Taylor began working at the State Department in October 2018. 

Taylor served as part of conservative judge Neil Gorsuch's team during his senate hearings

Taylor served as part of conservative judge Neil Gorsuch’s team during his senate hearings

She served as the White House’s deputy director for nominations before joining the State Department.

In her White House role, she helped secure more than 400 presidential appointments through the Senate, including those of Neil Gorsuch, now a Supreme Court Justice; CIA director Gina Haspel; Federal Reserve Chair Jerome Powell and her former boss, Mike Pompeo.  

Taylor comes from a family with a history of public service. 

Her mother, Kristin Clark Taylor, served as the White House’s director of media relations under President George H.W. Bush and was the first black woman to hold that job.

The White House and State Department are yet to comment on her departure, but McConnell thanked her for her service. 

‘Leader McConnell appreciates Mary Elizabeth’s service to the Republican Conference and our nation,’ said David Popp, a spokesman for McConnell.

Taylor speaks at her swearing-in ceremony in October 2018, watched by Pompeo and Gorsuch

Taylor speaks at her swearing-in ceremony in October 2018, watched by Pompeo and Gorsuch

Taylor is flanked by Gorsuch and Pompeo and her family after her October 2018 swearing-in

Taylor is flanked by Gorsuch and Pompeo and her family after her October 2018 swearing-in

Trump’s handling of the protests that surged across the U.S. in the aftermath of George Floyd’s May 25 killing have been strongly criticized by his opponents.

He positioned himself as a ‘law and order’ president, and urged the sending in of troops to quell protests, tweeting: ‘When the shooting starts, the looting starts’ – a highly controversial phrase from the 1960s.

On June 1, peaceful protesters were driven from Lafayette Square, in front of the White House, with riot police, flash bangs and tear gas to clear the way for Trump to pose with a Bible at a nearby church.   

‘Get tough police!” Trump tweeted on June 3, and then two days later took to the Rose Garden to trumpet positive job numbers and claim that Floyd was looking down approvingly on the nation.

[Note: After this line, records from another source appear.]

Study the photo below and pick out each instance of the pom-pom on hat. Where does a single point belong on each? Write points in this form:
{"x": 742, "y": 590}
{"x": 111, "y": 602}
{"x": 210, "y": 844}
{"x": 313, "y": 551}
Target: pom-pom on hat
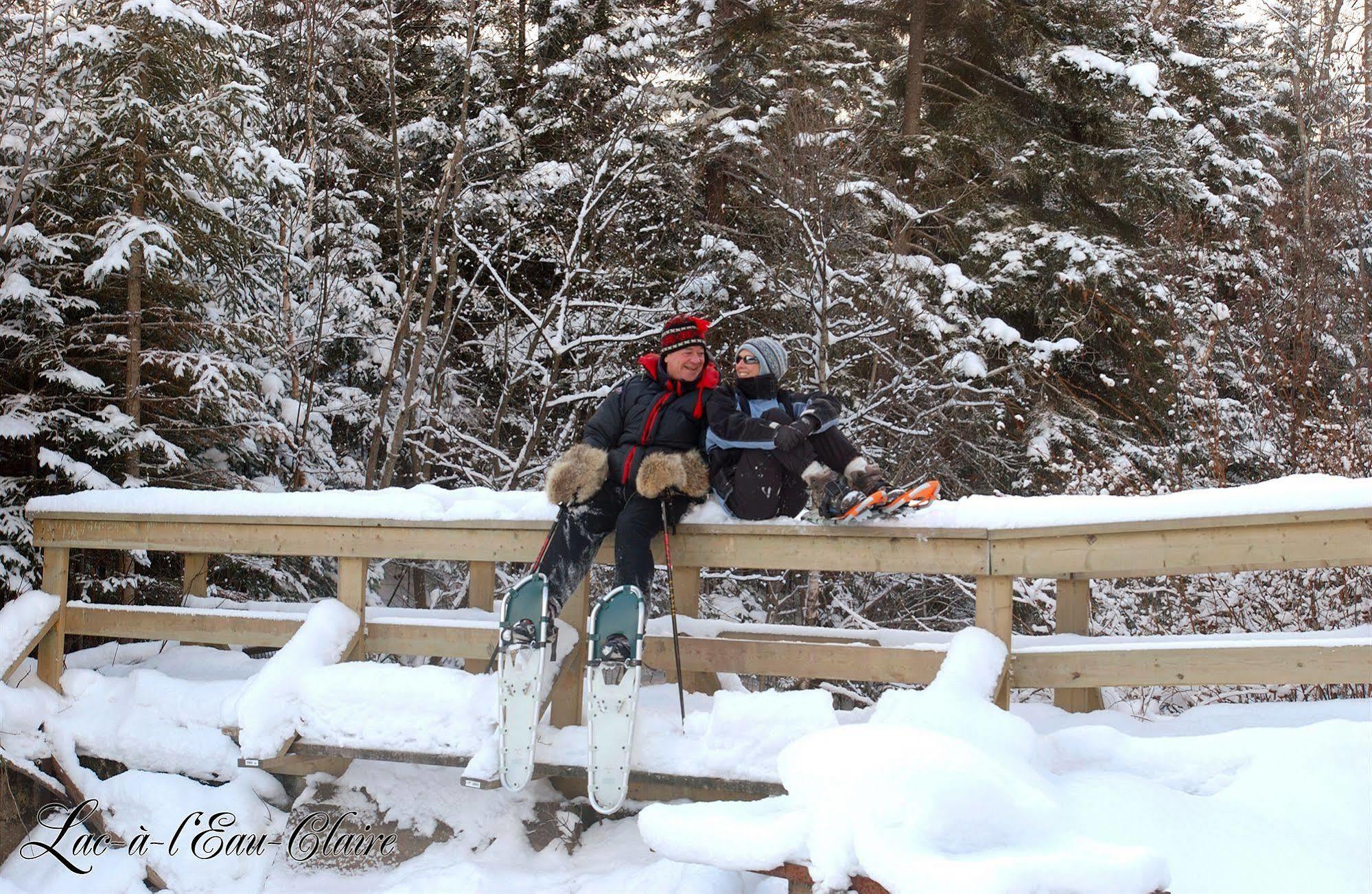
{"x": 684, "y": 332}
{"x": 770, "y": 354}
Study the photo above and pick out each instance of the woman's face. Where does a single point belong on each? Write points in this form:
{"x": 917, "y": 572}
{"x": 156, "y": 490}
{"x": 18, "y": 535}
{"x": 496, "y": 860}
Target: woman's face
{"x": 745, "y": 365}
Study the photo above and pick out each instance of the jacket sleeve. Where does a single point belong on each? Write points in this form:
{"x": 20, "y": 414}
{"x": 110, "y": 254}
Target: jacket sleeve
{"x": 822, "y": 409}
{"x": 607, "y": 425}
{"x": 732, "y": 428}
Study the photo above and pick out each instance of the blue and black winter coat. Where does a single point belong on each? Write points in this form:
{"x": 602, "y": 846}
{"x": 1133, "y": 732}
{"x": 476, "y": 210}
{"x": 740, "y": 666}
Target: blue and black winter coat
{"x": 744, "y": 417}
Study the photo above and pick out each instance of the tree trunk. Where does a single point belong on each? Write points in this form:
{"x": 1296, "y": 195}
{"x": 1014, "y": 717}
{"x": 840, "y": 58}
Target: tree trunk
{"x": 914, "y": 105}
{"x": 914, "y": 71}
{"x": 398, "y": 183}
{"x": 715, "y": 182}
{"x": 133, "y": 369}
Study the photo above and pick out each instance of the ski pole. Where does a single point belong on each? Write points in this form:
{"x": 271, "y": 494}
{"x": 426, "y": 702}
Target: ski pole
{"x": 671, "y": 602}
{"x": 561, "y": 510}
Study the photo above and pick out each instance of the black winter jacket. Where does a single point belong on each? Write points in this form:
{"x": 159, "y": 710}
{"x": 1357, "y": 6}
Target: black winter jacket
{"x": 647, "y": 414}
{"x": 736, "y": 424}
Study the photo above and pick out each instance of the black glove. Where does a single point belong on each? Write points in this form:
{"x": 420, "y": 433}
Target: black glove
{"x": 791, "y": 437}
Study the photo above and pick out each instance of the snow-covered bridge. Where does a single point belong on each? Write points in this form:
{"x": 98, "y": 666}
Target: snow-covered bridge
{"x": 1307, "y": 521}
{"x": 309, "y": 708}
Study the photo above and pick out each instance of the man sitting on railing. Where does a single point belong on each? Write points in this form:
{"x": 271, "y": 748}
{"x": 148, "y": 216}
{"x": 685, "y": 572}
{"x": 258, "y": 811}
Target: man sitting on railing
{"x": 640, "y": 448}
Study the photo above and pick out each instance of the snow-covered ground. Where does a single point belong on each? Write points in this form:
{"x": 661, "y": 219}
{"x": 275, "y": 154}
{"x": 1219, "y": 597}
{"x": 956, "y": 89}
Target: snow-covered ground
{"x": 426, "y": 503}
{"x": 931, "y": 790}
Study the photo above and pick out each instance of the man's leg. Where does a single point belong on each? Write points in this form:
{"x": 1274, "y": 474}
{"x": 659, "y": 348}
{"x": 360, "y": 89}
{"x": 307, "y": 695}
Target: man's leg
{"x": 835, "y": 450}
{"x": 640, "y": 521}
{"x": 575, "y": 540}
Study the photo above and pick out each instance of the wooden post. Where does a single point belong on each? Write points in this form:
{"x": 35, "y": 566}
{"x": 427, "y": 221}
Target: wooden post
{"x": 195, "y": 575}
{"x": 1075, "y": 617}
{"x": 195, "y": 582}
{"x": 480, "y": 586}
{"x": 480, "y": 594}
{"x": 353, "y": 594}
{"x": 52, "y": 647}
{"x": 567, "y": 696}
{"x": 995, "y": 613}
{"x": 686, "y": 584}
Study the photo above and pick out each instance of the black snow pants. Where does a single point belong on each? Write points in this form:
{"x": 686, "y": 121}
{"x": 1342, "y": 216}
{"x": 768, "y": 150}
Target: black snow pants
{"x": 769, "y": 484}
{"x": 631, "y": 517}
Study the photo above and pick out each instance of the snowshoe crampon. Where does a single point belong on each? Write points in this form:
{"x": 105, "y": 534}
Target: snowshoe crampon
{"x": 892, "y": 501}
{"x": 611, "y": 693}
{"x": 910, "y": 498}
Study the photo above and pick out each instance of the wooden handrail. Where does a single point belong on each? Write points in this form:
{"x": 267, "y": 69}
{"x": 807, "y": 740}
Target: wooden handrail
{"x": 1075, "y": 554}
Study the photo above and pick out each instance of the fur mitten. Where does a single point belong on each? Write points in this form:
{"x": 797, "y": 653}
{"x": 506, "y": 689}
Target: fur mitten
{"x": 660, "y": 473}
{"x": 684, "y": 473}
{"x": 697, "y": 474}
{"x": 578, "y": 474}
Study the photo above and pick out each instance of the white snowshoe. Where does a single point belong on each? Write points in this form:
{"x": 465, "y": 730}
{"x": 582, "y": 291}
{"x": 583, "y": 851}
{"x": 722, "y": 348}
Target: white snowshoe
{"x": 523, "y": 657}
{"x": 614, "y": 672}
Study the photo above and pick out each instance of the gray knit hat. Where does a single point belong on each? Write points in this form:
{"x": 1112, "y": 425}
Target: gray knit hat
{"x": 771, "y": 355}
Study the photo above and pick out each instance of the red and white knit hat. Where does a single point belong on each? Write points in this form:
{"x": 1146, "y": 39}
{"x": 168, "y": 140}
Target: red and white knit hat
{"x": 684, "y": 332}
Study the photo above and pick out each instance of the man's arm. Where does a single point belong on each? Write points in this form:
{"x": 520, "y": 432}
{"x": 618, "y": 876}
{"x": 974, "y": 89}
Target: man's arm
{"x": 732, "y": 428}
{"x": 605, "y": 428}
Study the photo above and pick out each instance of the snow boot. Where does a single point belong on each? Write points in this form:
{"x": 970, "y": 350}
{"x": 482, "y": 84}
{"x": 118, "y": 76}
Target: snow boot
{"x": 865, "y": 476}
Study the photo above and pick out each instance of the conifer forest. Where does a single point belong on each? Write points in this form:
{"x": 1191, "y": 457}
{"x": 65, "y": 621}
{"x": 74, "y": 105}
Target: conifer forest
{"x": 1067, "y": 247}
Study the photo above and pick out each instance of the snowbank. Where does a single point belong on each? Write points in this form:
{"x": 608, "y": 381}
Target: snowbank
{"x": 21, "y": 621}
{"x": 269, "y": 705}
{"x": 939, "y": 792}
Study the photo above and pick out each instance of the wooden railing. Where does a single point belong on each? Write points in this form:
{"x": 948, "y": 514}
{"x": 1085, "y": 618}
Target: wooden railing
{"x": 1075, "y": 555}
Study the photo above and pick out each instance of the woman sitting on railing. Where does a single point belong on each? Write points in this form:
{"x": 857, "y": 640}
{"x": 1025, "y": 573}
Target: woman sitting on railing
{"x": 767, "y": 447}
{"x": 638, "y": 452}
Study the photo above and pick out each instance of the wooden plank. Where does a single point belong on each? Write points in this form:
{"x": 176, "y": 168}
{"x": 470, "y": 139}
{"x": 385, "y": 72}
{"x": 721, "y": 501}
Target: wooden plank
{"x": 353, "y": 594}
{"x": 390, "y": 637}
{"x": 799, "y": 881}
{"x": 1075, "y": 617}
{"x": 776, "y": 658}
{"x": 32, "y": 645}
{"x": 1246, "y": 549}
{"x": 555, "y": 771}
{"x": 567, "y": 691}
{"x": 195, "y": 575}
{"x": 810, "y": 637}
{"x": 995, "y": 613}
{"x": 95, "y": 821}
{"x": 268, "y": 763}
{"x": 1189, "y": 665}
{"x": 480, "y": 594}
{"x": 203, "y": 626}
{"x": 480, "y": 586}
{"x": 877, "y": 528}
{"x": 796, "y": 547}
{"x": 56, "y": 565}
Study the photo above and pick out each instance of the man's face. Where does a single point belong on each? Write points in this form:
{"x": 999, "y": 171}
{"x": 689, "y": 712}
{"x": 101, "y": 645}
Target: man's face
{"x": 745, "y": 365}
{"x": 686, "y": 365}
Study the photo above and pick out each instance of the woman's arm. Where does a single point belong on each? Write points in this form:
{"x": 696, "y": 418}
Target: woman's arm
{"x": 732, "y": 428}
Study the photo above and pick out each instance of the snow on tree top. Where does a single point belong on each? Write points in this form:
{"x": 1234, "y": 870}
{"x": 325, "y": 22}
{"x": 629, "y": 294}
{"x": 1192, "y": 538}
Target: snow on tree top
{"x": 427, "y": 503}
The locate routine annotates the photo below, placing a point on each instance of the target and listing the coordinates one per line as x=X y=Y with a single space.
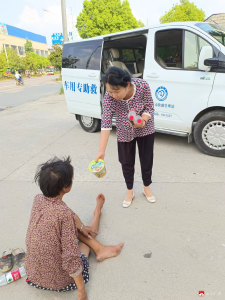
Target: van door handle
x=92 y=75
x=153 y=75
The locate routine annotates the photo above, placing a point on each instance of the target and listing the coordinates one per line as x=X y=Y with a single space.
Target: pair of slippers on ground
x=11 y=257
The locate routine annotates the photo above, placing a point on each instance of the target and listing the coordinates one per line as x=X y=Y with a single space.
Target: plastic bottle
x=138 y=119
x=12 y=276
x=132 y=115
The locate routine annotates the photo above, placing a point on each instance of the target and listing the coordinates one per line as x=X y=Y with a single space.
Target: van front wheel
x=209 y=133
x=89 y=124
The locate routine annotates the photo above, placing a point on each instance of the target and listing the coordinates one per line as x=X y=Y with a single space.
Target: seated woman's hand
x=87 y=231
x=81 y=294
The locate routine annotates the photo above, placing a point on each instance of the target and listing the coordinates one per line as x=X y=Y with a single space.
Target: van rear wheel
x=89 y=124
x=209 y=133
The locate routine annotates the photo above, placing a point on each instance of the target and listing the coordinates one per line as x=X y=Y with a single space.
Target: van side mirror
x=206 y=53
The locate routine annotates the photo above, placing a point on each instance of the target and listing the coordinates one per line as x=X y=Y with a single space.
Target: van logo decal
x=161 y=93
x=205 y=78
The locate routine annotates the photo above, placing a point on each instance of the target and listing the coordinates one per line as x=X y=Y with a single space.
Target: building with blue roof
x=15 y=38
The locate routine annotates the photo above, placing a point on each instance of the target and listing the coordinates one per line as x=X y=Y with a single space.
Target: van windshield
x=216 y=31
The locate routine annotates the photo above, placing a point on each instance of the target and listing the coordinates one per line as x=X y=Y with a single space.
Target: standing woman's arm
x=105 y=127
x=149 y=104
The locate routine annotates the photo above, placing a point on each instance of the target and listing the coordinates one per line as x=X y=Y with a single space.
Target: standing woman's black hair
x=116 y=77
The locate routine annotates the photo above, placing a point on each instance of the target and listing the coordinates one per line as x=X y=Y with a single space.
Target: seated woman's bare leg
x=102 y=252
x=94 y=223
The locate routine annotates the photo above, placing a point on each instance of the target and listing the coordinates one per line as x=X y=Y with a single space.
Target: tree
x=100 y=17
x=185 y=11
x=13 y=58
x=55 y=56
x=28 y=46
x=140 y=24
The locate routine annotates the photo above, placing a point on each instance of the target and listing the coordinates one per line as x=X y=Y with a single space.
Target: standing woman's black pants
x=127 y=151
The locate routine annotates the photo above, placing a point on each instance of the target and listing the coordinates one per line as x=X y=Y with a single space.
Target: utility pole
x=64 y=20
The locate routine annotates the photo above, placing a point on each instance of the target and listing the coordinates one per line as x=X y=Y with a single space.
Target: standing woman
x=123 y=94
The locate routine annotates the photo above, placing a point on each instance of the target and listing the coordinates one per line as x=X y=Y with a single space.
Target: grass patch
x=61 y=90
x=59 y=79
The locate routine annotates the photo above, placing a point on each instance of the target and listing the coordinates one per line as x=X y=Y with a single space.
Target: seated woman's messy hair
x=116 y=77
x=54 y=175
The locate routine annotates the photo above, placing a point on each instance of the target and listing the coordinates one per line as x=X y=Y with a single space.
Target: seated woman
x=57 y=255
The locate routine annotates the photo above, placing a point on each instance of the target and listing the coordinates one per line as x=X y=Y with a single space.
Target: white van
x=184 y=64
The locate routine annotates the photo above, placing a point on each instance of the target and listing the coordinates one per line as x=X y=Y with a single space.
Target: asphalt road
x=173 y=248
x=34 y=89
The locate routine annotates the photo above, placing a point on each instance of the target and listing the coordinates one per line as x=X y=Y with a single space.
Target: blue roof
x=17 y=32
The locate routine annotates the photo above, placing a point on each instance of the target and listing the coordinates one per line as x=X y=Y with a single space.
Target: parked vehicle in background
x=184 y=64
x=8 y=72
x=50 y=70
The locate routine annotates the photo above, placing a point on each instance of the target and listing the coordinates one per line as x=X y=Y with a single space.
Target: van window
x=94 y=61
x=127 y=55
x=82 y=55
x=169 y=48
x=192 y=48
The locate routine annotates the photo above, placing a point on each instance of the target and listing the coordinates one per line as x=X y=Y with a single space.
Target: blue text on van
x=81 y=87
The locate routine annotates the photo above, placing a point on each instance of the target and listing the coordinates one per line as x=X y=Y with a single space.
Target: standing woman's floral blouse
x=53 y=257
x=143 y=104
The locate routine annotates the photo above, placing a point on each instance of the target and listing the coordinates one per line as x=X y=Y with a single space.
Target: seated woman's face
x=117 y=92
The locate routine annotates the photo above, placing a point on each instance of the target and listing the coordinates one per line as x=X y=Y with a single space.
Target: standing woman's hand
x=137 y=125
x=101 y=155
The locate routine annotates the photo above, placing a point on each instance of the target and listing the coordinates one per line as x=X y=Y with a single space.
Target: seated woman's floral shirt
x=53 y=257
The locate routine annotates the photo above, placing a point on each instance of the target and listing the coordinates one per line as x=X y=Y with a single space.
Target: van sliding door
x=81 y=65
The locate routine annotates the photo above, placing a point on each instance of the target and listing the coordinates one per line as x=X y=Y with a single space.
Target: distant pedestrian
x=124 y=94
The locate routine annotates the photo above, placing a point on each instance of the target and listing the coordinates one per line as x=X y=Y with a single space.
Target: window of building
x=192 y=47
x=82 y=55
x=169 y=48
x=14 y=47
x=21 y=50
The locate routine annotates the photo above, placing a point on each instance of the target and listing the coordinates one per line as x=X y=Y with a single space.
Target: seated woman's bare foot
x=100 y=202
x=109 y=251
x=130 y=195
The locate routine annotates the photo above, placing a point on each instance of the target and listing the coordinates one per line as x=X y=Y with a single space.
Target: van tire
x=92 y=125
x=203 y=126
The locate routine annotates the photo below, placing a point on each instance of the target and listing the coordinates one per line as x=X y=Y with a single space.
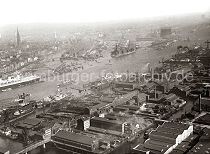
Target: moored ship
x=123 y=49
x=16 y=81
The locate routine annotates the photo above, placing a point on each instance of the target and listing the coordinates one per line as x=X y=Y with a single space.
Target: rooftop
x=74 y=137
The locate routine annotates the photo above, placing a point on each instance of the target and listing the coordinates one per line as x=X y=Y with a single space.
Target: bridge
x=34 y=146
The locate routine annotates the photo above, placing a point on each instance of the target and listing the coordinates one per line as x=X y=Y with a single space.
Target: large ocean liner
x=16 y=81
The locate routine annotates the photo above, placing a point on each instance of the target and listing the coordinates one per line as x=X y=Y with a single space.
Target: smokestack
x=199 y=99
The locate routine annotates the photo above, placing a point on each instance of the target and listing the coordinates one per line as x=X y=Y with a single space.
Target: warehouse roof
x=107 y=120
x=74 y=137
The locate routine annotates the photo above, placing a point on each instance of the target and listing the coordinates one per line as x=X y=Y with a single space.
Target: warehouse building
x=165 y=138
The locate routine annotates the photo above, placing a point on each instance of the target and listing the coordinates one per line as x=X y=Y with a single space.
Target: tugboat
x=123 y=49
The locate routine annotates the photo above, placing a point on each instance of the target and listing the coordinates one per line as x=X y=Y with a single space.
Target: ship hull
x=17 y=85
x=122 y=55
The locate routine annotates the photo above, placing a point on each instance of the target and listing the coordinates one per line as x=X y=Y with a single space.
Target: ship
x=123 y=49
x=16 y=81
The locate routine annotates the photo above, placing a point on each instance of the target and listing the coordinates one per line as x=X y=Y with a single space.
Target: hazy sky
x=28 y=11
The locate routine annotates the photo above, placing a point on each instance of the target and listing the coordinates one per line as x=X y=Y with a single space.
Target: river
x=136 y=62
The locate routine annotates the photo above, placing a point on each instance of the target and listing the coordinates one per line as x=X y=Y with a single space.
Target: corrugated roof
x=106 y=120
x=75 y=137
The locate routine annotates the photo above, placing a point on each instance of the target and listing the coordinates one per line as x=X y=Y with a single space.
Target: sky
x=75 y=11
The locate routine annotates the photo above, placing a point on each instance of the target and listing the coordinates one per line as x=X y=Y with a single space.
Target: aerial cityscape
x=120 y=85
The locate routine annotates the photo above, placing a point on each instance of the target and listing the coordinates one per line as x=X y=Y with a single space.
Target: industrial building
x=75 y=142
x=106 y=124
x=165 y=138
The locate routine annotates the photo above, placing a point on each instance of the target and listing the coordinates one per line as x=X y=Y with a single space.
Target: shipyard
x=114 y=87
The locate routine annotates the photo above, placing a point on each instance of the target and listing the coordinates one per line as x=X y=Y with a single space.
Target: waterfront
x=137 y=62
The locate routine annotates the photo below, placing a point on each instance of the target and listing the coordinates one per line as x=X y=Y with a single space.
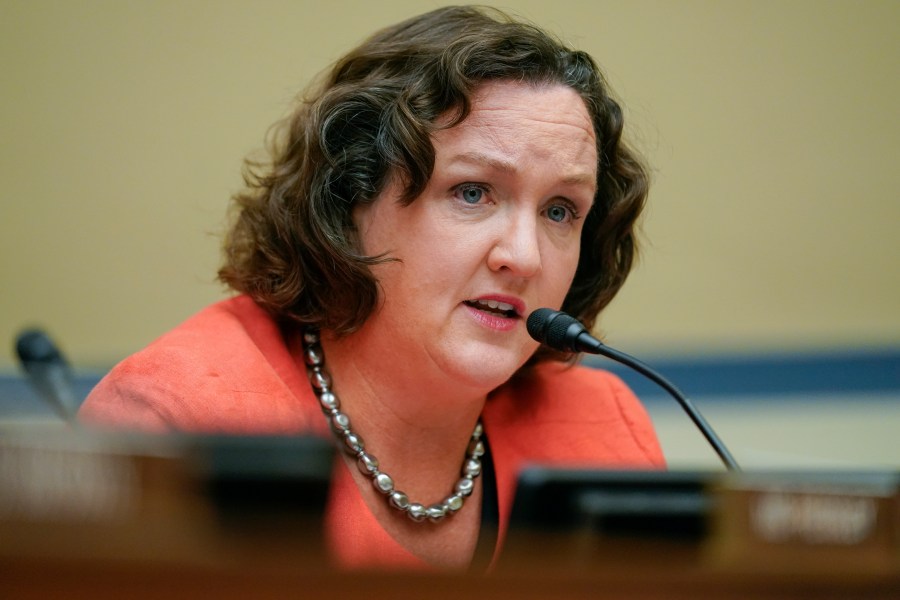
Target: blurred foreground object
x=48 y=372
x=86 y=514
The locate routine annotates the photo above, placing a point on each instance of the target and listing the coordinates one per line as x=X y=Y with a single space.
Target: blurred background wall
x=771 y=128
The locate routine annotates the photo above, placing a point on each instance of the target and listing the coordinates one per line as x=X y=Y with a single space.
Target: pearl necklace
x=353 y=444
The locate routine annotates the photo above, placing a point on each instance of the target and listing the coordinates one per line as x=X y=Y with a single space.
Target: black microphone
x=48 y=372
x=565 y=333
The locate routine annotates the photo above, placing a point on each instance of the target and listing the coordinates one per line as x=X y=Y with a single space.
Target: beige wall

‘A great day for him,’ Trump said. ‘A great day for everybody.’

Trump threatened to use the military across the country to achieve ‘total domination,’ branding protesters as ‘thugs,’ even ‘terrorists.’ 

Trump’s former defense secretary, James Mattis, slammed the threat in scathing remarks, saying: ‘We must reject any thinking of our cities as a “battlespace” that our uniformed military is called upon to “dominate.”

‘Militarizing our response, as we witnessed in Washington, D.C., sets up a conflict – a false conflict – between the military and civilian society.’

An ABC/Ipsos poll on June 5 found that 66 per cent of Americans disapproved of Trump’s handling of the protests. 

He has also been roundly condemned for organizing a rally in Tulsa, Oklahoma – site of the worst massacre in U.S. history of African Americans – on Juneteenth, the June 19 day commemorated as the true end of slavery.